Howard testified that he was never asked at the time of contracting for proof of insurance. Moreover, the Foglers did not establish that it was material to them that Howard was insured. Howard asserts that his ex-wife handled the administrative aspects of his business and that he was generally unaware of the specifics as to where proof of insurance would be located, but has no reason to believe that he was not insured at the time. Oct. 29 Hearing T. 155:8-19. According to Howard, he would periodically shred dated documents to save storage space. Oct. 29 Hearing T. 156:10-13. Considering Howard is a bankrupt Debtor with a now-closed small business, it is not out of the realm of possibility that he would have difficulty producing proof of insurance for 2012 even if he was insured at the time. For this reason, the Foglers have not satisfied the Court that Howard misrepresented the fact that he was insured, or that any such misrepresentation was material.
The Court is also unconvinced that Howard misrepresented his experience. Mrs. Fogler testified that Howard displayed four to six pictures of pools that he claimed to have constructed using Spider Ties at the Home Show and that he erroneously told Mrs. Fogler he had built multiple pools for "lawyers, doctors, and a judge." Given Howard's denial that he made the statement about building multiple pools for various professionals, it is difficult for the Court to place significant evidentiary weight on the possibility that the statement was made.
Also, though he does not recall specifically if pictures were on his display at the Home Show, Howard mentioned that he provides pamphlets regarding Spider Ties. Moreover, Mrs. Fogler acknowledged that Howard's display at the Home Show was also aimed toward promoting his hardscaping and landscaping work with which he has extensive experience. The Foglers hired Howard because of his ability to do that work as well. The fact that Howard may have had multiple pictures of pools, landscaping, and hardscaping does not necessarily mean he misrepresented his experience at the Home Show. Howard has never denied being new to the pool industry, which reduces the debate over whether Howard overtly misrepresented his experience to the Foglers as a classic he-said, she-said dispute and based on the evidence before the Court, the Foglers have not satisfied their burden of proof on this element.

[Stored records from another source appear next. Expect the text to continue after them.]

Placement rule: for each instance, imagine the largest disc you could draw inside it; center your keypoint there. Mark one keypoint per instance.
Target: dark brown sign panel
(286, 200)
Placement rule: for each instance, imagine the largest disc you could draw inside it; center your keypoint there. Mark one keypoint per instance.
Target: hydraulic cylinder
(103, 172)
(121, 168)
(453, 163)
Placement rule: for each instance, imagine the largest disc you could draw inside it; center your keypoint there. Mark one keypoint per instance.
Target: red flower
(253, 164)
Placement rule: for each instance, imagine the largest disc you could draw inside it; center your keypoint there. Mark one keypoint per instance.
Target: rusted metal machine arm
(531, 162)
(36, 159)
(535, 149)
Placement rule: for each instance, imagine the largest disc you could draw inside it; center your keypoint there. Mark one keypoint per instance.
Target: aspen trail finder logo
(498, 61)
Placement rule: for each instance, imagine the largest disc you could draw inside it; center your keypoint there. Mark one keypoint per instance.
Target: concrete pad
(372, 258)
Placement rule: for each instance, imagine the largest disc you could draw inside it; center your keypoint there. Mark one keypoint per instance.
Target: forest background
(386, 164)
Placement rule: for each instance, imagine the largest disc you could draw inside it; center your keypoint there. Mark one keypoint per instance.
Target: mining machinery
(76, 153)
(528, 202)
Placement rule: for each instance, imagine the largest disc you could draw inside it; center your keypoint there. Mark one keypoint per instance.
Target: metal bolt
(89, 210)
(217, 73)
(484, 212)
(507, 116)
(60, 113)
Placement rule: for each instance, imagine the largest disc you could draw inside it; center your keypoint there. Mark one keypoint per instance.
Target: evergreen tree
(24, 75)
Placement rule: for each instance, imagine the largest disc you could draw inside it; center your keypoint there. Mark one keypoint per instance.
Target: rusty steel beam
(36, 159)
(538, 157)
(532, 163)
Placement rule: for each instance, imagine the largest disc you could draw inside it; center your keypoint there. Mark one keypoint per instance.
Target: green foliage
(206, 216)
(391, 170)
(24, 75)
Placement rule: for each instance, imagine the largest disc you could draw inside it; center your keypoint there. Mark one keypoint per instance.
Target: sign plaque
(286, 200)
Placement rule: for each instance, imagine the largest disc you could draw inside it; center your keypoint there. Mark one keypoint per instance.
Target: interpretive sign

Moreover, there is little evidence presented to show that Howard was incapable of building a Spider Ties pool. Howard was trained in the use of Spider Ties by the owner of Spider Ties and he had installed other types of pools. The pool Howard eventually constructed for the Foglers had malfunctioning lights (caused by a manufacturing problem, not Howard) and Howard failed to finish plastering the pool (at least in part because he was removed from the property). Beyond that, he nearly completed constructing the pool. Thus, there is little evidence that Howard's representation that he was capable of building a pool using Spider Ties was false.
Many of the issues highlighted by the Foglers deal with items beyond the pool itself, such as the bar top, the pavers, and the fencing. Howard's testimony was that he has extensive experience has a hardscaper and landscaper—there is no evidence that Howard misrepresented his experience with respect to these items.

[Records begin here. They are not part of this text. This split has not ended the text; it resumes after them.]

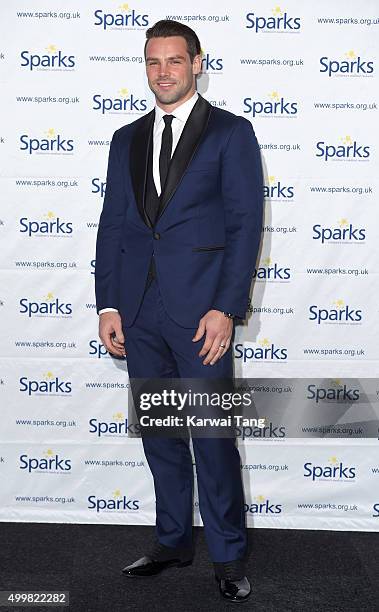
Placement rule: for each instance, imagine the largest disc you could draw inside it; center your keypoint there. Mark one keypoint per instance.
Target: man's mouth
(165, 84)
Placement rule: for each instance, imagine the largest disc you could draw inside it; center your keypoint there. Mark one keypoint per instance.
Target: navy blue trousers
(157, 347)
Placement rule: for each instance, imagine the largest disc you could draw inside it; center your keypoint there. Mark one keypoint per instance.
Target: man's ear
(196, 64)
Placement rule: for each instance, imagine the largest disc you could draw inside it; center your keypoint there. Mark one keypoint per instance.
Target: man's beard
(171, 97)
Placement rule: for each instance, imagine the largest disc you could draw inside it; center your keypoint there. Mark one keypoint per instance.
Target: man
(177, 243)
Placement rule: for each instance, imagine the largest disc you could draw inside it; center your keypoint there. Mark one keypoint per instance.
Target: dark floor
(288, 569)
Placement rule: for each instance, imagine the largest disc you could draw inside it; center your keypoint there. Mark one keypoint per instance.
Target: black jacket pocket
(208, 248)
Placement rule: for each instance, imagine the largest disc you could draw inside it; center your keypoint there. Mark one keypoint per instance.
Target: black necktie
(166, 148)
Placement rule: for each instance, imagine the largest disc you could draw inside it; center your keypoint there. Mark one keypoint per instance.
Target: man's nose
(163, 70)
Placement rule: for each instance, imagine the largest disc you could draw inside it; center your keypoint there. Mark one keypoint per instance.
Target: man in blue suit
(176, 249)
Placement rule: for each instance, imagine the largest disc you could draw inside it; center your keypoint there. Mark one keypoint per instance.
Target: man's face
(169, 69)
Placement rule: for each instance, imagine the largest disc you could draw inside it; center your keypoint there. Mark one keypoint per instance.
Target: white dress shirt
(181, 114)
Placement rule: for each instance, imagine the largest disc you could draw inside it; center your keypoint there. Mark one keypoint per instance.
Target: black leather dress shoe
(235, 590)
(160, 558)
(233, 584)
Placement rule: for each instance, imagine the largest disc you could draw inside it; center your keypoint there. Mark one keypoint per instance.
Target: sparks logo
(98, 350)
(343, 231)
(49, 385)
(261, 505)
(268, 271)
(118, 503)
(50, 463)
(349, 150)
(49, 225)
(117, 427)
(337, 391)
(340, 314)
(275, 105)
(265, 351)
(336, 471)
(351, 65)
(98, 186)
(278, 22)
(210, 64)
(49, 306)
(123, 102)
(275, 190)
(124, 19)
(54, 59)
(51, 144)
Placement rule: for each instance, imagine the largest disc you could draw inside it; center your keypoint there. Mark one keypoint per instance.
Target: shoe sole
(180, 564)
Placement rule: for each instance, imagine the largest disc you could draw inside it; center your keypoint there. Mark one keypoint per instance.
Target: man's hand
(218, 331)
(110, 332)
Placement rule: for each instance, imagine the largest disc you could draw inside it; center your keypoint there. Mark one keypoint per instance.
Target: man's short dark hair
(167, 27)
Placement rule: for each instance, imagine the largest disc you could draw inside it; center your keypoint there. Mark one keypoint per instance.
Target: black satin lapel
(185, 149)
(139, 155)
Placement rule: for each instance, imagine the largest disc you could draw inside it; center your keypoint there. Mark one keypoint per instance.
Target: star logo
(260, 498)
(351, 54)
(339, 303)
(336, 382)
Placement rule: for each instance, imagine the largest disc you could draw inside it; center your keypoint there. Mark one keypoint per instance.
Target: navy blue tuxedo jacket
(207, 233)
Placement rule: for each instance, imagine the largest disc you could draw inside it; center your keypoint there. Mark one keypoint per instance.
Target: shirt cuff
(108, 310)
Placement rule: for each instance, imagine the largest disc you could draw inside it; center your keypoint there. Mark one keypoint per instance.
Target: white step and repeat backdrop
(306, 76)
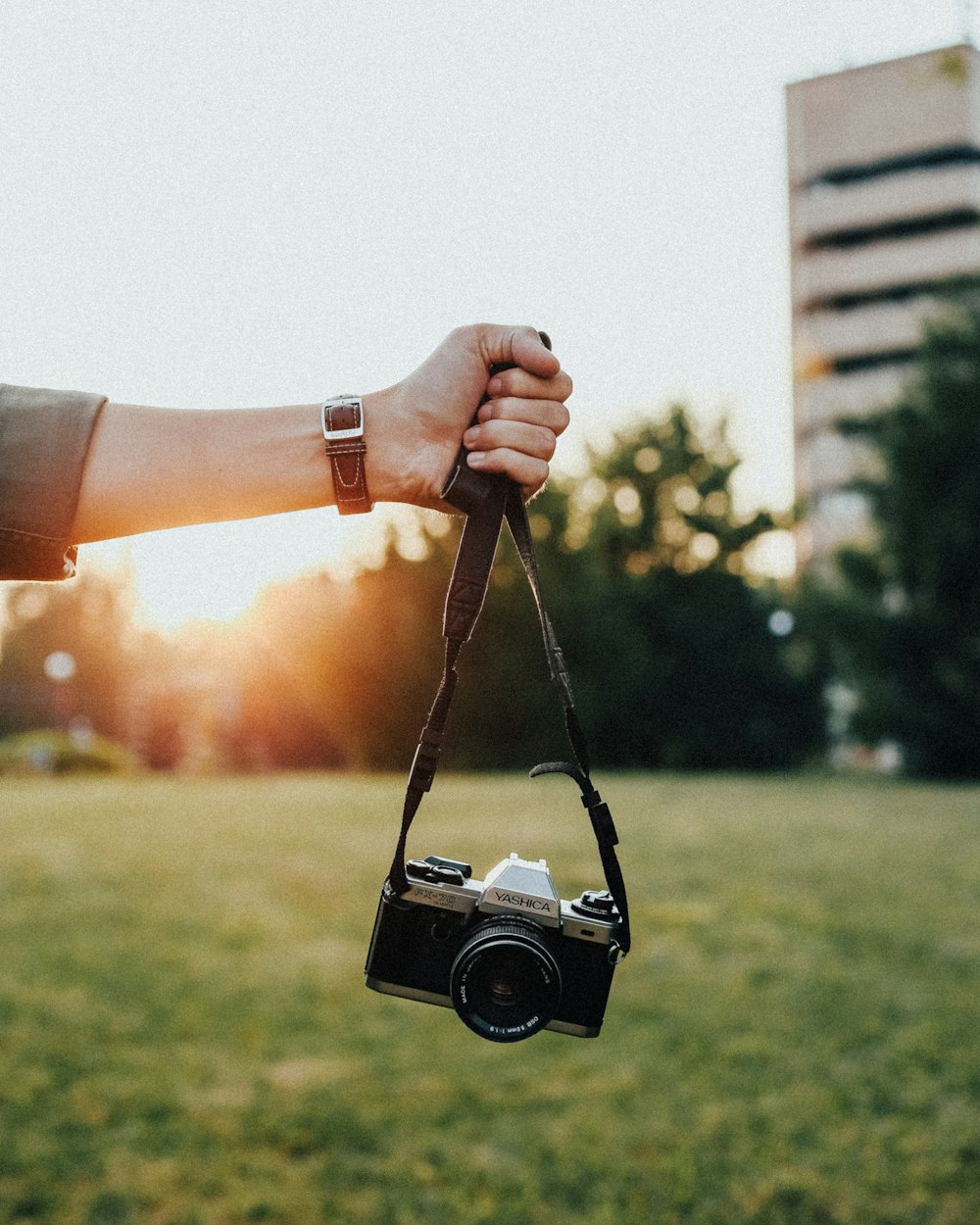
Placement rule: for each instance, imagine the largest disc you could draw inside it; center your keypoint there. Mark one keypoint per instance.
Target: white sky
(229, 204)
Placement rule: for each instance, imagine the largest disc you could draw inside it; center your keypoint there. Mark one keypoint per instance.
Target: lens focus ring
(505, 983)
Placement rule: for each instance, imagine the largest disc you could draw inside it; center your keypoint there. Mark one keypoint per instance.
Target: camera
(508, 954)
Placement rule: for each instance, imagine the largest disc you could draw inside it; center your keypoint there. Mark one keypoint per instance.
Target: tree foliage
(643, 564)
(905, 618)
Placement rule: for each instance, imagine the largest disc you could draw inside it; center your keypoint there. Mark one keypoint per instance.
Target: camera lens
(505, 984)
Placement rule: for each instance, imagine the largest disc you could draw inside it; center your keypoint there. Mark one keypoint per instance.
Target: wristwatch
(343, 430)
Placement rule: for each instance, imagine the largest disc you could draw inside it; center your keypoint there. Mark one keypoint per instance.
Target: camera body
(506, 952)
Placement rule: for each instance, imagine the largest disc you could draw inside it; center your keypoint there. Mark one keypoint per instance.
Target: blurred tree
(87, 620)
(903, 621)
(672, 661)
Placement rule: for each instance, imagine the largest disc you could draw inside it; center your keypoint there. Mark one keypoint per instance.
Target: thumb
(518, 347)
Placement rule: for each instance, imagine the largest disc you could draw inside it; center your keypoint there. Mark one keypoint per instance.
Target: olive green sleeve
(44, 439)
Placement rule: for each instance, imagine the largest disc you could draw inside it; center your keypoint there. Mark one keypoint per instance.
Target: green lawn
(185, 1038)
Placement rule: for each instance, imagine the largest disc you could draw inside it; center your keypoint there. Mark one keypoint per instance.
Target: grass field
(185, 1038)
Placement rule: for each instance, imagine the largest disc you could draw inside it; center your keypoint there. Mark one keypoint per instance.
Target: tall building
(885, 220)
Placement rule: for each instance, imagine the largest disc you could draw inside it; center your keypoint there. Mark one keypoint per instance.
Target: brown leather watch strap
(343, 432)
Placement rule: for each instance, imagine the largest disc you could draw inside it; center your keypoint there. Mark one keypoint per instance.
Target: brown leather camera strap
(501, 498)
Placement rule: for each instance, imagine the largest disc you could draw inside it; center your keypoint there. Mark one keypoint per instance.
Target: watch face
(342, 417)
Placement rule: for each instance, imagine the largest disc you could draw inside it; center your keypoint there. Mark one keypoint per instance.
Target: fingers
(520, 437)
(549, 413)
(529, 471)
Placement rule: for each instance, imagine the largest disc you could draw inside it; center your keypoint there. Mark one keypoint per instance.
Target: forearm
(151, 468)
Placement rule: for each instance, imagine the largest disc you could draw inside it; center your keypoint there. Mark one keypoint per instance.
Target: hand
(415, 429)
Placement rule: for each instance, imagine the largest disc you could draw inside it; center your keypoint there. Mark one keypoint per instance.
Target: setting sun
(216, 571)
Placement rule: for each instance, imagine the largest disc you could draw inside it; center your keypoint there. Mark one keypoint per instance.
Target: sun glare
(216, 571)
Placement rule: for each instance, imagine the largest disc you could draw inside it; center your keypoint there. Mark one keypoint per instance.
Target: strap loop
(500, 499)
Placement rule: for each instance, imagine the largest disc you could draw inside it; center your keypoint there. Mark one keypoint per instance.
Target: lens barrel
(505, 983)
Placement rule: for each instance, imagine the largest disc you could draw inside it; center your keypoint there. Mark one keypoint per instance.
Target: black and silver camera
(508, 954)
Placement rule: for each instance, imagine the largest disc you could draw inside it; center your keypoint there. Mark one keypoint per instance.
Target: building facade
(885, 224)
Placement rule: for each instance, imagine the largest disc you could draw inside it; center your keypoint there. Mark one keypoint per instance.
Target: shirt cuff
(44, 437)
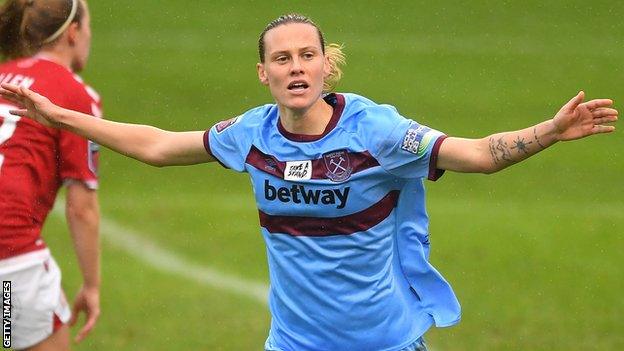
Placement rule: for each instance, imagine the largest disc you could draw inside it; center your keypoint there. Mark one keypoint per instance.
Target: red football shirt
(36, 160)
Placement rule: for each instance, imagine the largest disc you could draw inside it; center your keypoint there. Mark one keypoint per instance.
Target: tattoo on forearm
(500, 150)
(536, 139)
(521, 145)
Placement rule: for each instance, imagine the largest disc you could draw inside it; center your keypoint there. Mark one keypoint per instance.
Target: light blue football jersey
(343, 218)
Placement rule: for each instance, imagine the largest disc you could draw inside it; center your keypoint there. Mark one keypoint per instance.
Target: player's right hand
(33, 105)
(87, 301)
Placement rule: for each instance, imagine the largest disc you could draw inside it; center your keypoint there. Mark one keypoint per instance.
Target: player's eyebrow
(286, 52)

As the aforementioned case law states, the fact that Howard may have provided substandard performance on the contract may constitute a breach of contract, but it does not rise to the level of fraud. Howard may have failed to properly plaster the pool, provide sufficient pavers or clean those pavers, provide the granite bar top, or properly install the fence, gates, lights, and cooler—but this does not mean Howard made a material misrepresentation regarding his ability or intention to complete the project at the time he promised to do so. As explained above, the Foglers did not meet their burden of proof that Howard misrepresented his ability to complete the project. Also, the Foglers did not meet their burden of proof that Howard had no intention of completing the project at the time he contracted with the Foglers; he physically worked on the project for nearly two months, and the evidence indicates that he intended to remedy outstanding issues until the day the Foglers denied him access to the property.
As for allegations regarding a bait-and-switch, the use of each of the substituted materials was adequately explained by Howard. For example, the weathered pavers were used as a result of limited supply. Howard made an attempt to clean the pavers, and stated that he could have made additional attempts to clean the pavers that may have been successful.

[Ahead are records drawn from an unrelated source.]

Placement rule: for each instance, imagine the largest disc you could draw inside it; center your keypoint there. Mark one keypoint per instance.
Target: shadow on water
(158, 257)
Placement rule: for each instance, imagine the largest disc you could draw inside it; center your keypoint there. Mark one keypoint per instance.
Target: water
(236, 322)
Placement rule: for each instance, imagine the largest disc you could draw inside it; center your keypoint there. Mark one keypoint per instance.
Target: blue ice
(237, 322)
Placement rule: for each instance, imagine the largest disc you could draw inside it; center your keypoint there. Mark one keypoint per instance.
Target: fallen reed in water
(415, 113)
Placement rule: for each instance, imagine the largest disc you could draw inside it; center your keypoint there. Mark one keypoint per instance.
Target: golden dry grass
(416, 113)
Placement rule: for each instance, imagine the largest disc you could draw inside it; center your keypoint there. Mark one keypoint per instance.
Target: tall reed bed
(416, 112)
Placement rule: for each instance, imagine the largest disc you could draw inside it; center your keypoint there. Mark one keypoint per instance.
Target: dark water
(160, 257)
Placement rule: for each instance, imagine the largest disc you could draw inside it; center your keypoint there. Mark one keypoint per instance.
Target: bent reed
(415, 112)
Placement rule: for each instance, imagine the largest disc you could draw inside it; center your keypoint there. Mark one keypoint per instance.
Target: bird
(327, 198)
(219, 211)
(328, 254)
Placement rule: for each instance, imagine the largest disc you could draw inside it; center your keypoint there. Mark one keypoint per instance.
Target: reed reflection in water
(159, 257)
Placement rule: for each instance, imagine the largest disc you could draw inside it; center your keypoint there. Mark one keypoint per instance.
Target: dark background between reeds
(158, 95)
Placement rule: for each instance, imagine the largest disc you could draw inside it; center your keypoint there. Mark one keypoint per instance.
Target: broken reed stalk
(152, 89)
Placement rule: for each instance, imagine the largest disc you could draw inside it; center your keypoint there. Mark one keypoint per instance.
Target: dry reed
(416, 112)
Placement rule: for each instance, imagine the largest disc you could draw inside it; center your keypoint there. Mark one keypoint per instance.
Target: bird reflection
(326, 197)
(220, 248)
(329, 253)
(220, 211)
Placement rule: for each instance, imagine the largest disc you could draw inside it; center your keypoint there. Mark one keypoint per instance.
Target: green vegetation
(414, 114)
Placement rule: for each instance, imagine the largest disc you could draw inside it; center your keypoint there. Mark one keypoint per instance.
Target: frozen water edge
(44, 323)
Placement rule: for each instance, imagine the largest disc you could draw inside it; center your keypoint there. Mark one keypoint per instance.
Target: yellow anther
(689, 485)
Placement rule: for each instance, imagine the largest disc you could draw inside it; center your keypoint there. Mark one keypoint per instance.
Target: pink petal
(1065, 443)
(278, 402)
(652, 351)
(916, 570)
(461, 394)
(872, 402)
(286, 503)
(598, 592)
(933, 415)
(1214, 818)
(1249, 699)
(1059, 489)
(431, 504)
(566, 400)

Similarly, there is no evidence that, at the time Howard contracted with the Foglers, he knowingly misrepresented the brand of fence he planned on using. He did not promise to provide an Eastern fence at the outset without ever intending to make good on that promise. Rather, Howard explained that the Eastern vinyl fencing was on back order and Howard allegedly discussed using a different fence with Mrs. Fogler. The lack of documentation does not necessarily prove that this discussion never occurred—it is quite conceivable that a small business such as Nature Green would not necessarily document every on-the-job change during a construction project. In fact, during this very same project the Foglers asked for—and Howard agreed to install—a built-in cooler, but there is no documentation or record of this addition either. Moreover, even if the Court accepts Mrs. Fogler's testimony that such a conversation never happened, the only evidence provided by the Foglers that they were slighted by this substitution was that Mrs. Fogler could tell the fence that was used was of lesser quality by knocking on it. This does not meet the Foglers' evidentiary burden, and Howard testified that the fence used was of similar quality and cost to the Eastern fence originally agreed upon.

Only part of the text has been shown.